4. Indem der Asylgerichtshof die insoweit eindeutige Anordnung des § 4 Abs 4 Z 3 AsylG 2005, dass in diesem Fall die Zurückweisung des Antrages wegen Schutzes in einem sicheren Drittstaat (und damit verbunden die Ausweisung in diesen) zu unterbleiben hat, missachtet hat, hat er dieser Gesetzesbestimmung einen denkunmöglichen Inhalt unterstellt. Die angefochtene Entscheidung ist daher schon aus diesem Grund aufzuheben.

Im fortgesetzten Verfahren wird sich der Asylgerichtshof insbesondere auch mit der Frage auseinanderzusetzen haben, welche Bedeutung dem Umstand, dass dem Beschwerdeführer in Ungarn asylrechtlicher Schutz zuerkannt wurde, im Verfahren vor dem Asylgerichtshof zukommt.

IV. Ergebnis

1. Der Beschwerdeführer ist durch die angefochtene Entscheidung im verfassungsgesetzlich gewährleisteten Recht auf Gleichbehandlung von Fremden untereinander verletzt worden.
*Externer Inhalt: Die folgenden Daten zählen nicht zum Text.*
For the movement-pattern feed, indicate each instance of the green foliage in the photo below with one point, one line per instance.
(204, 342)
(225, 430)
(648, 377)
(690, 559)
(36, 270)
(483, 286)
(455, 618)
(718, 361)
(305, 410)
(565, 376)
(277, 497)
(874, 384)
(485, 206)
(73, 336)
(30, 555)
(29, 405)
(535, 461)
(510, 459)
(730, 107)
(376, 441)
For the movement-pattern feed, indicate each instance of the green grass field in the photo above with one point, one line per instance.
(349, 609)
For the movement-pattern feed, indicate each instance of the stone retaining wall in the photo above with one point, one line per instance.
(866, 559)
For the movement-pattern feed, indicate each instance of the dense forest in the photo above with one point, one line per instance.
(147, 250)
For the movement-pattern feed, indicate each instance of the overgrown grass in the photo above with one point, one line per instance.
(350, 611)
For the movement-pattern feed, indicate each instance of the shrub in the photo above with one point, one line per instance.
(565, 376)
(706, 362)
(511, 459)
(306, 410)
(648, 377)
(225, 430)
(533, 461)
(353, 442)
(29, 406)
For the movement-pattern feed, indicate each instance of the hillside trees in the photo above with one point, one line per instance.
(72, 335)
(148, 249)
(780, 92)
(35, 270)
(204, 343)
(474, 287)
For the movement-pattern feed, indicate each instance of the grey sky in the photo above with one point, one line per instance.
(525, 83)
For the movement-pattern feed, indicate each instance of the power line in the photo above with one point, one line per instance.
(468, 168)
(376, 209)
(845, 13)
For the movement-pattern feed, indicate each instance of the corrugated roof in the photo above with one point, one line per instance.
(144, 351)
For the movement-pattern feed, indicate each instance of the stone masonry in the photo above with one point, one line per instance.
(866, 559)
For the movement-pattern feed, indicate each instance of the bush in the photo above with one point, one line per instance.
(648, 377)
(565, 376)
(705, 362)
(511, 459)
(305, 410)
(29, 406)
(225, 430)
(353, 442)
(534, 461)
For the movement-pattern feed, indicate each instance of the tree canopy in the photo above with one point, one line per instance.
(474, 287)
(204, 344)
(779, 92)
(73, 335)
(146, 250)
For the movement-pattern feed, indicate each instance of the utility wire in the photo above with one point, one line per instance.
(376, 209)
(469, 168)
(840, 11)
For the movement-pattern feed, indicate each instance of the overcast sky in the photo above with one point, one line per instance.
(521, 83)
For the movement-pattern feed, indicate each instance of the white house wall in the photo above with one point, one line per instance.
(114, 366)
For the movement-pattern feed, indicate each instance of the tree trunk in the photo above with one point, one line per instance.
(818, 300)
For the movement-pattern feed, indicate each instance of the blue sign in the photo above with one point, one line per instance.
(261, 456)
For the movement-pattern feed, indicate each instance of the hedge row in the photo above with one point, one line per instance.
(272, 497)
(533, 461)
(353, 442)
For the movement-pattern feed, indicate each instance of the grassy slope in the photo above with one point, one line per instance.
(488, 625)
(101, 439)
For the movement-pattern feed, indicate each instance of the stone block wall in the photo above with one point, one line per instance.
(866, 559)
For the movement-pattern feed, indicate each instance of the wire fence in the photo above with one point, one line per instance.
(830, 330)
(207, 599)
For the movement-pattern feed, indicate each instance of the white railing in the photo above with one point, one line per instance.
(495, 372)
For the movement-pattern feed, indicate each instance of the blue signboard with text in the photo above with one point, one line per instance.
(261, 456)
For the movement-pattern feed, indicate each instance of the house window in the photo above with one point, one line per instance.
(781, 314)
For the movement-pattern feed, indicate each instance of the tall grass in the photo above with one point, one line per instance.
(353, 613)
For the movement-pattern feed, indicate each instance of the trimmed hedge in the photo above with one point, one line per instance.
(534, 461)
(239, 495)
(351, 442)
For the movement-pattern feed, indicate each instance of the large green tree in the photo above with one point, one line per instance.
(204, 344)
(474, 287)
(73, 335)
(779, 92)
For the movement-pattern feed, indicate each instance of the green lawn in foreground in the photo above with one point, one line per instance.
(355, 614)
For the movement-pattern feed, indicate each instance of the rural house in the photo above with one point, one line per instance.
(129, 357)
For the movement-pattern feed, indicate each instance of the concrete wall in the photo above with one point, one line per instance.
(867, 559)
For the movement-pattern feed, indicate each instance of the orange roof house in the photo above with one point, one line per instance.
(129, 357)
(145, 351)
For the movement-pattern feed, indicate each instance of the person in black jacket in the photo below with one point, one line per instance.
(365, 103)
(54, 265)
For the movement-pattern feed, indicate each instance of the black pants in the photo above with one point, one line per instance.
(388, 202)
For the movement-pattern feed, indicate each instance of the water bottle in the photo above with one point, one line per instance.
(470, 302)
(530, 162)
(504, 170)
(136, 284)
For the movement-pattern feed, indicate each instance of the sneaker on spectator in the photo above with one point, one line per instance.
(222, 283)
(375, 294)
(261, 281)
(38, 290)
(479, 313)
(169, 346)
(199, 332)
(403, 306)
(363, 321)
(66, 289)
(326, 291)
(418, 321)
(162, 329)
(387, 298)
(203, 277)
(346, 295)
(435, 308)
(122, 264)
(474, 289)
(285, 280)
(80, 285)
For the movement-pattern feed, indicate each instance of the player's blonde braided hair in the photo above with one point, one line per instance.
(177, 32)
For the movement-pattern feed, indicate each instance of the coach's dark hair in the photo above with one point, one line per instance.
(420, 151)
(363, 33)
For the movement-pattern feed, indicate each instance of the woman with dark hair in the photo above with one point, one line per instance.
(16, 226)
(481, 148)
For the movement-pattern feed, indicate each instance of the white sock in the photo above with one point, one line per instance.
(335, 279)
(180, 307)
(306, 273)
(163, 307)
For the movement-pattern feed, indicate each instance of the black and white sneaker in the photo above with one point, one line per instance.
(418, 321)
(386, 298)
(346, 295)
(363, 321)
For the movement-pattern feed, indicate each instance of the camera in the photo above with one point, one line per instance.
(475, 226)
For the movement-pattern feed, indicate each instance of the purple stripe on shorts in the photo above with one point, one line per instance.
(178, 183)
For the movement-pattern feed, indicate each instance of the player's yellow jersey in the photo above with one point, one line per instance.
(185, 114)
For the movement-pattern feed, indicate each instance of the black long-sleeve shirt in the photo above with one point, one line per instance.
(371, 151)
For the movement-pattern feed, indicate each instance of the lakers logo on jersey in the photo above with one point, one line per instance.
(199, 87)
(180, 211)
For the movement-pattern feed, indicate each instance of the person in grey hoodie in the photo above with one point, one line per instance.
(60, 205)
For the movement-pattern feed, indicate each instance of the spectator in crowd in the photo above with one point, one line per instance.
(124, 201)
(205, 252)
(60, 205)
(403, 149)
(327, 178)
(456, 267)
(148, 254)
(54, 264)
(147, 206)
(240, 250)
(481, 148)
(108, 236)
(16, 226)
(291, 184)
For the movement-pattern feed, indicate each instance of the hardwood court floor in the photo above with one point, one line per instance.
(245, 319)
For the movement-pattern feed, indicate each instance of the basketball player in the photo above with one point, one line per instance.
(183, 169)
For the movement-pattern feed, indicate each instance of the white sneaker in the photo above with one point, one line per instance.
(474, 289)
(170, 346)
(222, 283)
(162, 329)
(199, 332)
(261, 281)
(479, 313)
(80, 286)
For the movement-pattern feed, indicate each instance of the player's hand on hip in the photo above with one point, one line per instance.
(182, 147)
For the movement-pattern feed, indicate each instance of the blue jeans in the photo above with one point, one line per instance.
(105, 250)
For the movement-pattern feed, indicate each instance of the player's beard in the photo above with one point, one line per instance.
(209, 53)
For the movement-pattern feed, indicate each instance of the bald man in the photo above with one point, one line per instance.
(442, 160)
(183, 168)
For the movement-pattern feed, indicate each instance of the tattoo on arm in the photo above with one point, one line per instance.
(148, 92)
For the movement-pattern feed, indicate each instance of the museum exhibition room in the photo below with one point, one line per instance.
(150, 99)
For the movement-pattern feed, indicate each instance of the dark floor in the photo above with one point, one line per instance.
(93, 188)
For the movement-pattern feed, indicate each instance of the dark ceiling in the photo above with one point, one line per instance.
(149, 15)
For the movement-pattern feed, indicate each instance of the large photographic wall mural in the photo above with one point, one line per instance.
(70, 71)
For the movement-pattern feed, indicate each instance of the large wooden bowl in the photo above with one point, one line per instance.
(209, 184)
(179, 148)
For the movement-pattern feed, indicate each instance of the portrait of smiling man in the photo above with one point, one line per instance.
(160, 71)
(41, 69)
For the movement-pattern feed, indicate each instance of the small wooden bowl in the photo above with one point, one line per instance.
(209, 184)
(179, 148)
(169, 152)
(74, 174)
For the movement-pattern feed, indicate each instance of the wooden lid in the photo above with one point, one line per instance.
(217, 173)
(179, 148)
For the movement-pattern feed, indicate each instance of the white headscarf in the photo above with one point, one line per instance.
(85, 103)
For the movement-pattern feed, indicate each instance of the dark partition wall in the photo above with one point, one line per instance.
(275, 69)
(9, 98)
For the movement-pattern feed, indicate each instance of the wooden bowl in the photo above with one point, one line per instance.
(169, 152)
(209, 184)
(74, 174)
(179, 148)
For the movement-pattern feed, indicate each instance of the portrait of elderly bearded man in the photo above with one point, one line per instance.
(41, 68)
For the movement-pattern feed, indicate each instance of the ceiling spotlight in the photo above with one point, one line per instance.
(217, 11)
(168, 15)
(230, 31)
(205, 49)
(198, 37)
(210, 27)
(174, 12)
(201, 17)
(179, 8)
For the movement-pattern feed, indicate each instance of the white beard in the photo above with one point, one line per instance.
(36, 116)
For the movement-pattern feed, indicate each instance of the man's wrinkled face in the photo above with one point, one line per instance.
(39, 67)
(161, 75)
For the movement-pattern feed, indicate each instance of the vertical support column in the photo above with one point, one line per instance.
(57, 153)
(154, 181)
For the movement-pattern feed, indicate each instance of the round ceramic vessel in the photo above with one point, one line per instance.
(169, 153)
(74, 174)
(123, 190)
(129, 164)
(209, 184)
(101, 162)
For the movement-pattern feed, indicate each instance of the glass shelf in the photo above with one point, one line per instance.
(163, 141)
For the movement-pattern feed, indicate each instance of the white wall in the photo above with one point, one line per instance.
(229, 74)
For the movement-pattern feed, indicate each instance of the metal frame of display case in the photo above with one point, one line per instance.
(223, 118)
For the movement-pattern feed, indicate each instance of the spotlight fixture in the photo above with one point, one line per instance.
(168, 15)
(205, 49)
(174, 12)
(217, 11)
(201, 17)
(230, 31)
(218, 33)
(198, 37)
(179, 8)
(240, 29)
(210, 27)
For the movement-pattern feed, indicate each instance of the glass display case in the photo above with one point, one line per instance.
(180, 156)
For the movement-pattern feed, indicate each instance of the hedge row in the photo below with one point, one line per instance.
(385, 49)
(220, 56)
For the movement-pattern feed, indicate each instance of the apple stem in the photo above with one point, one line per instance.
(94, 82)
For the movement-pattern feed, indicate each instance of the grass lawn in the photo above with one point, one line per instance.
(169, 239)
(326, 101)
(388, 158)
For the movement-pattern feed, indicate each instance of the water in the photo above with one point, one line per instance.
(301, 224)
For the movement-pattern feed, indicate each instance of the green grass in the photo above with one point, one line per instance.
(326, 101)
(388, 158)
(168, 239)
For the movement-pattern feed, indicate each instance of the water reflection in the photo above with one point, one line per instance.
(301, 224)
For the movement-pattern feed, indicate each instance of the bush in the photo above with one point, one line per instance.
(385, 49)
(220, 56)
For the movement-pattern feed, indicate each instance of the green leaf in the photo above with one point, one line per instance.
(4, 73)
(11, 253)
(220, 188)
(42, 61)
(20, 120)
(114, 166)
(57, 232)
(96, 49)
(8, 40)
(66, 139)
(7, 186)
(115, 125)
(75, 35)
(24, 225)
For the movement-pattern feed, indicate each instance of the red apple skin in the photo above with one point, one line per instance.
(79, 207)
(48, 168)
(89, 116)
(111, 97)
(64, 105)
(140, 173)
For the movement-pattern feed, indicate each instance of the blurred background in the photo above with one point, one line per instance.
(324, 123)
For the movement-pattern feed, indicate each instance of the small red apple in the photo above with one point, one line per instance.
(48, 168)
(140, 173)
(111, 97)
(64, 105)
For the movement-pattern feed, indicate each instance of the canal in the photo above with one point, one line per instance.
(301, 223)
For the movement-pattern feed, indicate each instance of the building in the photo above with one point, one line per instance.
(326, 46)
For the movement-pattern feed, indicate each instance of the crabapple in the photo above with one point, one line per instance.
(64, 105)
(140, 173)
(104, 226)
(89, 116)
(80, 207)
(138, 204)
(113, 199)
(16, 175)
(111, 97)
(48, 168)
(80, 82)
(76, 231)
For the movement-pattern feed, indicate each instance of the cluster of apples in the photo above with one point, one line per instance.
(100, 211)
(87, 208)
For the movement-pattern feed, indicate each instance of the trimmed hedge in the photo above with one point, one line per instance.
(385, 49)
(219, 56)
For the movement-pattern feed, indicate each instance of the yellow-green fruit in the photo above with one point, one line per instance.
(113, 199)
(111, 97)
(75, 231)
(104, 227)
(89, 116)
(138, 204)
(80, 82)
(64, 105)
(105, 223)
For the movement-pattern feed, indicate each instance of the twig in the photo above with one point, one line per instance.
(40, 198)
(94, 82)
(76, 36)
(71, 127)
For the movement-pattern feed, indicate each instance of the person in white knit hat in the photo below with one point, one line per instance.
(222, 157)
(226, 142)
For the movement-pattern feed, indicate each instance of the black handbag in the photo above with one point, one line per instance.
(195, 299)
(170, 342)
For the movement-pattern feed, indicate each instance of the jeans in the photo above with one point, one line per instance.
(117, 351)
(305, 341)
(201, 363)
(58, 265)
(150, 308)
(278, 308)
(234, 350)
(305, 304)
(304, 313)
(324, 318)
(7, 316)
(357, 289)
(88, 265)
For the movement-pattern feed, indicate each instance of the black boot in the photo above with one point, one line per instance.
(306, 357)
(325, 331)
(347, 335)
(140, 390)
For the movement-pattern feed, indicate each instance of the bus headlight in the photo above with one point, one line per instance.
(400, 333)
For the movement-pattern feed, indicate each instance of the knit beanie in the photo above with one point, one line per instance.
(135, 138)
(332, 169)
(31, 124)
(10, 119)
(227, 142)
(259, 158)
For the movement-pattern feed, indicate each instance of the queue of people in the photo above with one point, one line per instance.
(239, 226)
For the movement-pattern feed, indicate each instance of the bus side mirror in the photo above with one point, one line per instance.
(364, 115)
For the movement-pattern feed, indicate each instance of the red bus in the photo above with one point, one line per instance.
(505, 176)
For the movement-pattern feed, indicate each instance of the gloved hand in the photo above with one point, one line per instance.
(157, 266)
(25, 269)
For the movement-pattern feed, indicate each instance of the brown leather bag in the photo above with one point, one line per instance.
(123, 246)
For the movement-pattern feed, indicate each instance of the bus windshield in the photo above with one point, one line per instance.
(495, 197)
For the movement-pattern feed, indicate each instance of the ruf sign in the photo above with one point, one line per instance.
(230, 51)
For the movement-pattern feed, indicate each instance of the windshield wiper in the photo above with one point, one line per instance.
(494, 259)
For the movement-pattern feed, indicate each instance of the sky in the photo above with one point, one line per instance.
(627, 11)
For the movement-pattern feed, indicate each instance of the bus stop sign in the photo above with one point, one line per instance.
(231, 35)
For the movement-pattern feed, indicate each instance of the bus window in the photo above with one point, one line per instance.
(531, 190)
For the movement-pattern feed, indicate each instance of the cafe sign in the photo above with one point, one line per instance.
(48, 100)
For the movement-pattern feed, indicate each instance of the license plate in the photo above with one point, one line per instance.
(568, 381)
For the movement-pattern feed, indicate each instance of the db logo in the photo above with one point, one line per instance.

Die angefochtene Entscheidung ist daher schon deshalb aufzuheben, ohne dass auf das weitere Beschwerdevorbringen einzugehen ist.

2. Diese Entscheidung konnte gemäß § 19 Abs 4 erster Satz VfGG ohne mündliche Verhandlung in nichtöffentlicher Sitzung getroffen werden.

3. Die Kostenentscheidung beruht auf § 88 VfGG. Ein über die antragsgemäß zugesprochenen Kosten hinausgehender Ersatz der Eingabengebühr gemäß § 17a VfGG in der Höhe von € 220,- kommt nicht in Betracht, weil dem Beschwerdeführer mit Beschluss vom Verfahrenshilfe auch im Umfang der einstweiligen Befreiung von der Entrichtung der Eingabengebühr gewährt wurde. In den zugesprochenen Kosten ist Umsatzsteuer in der Höhe von € 400,— enthalten.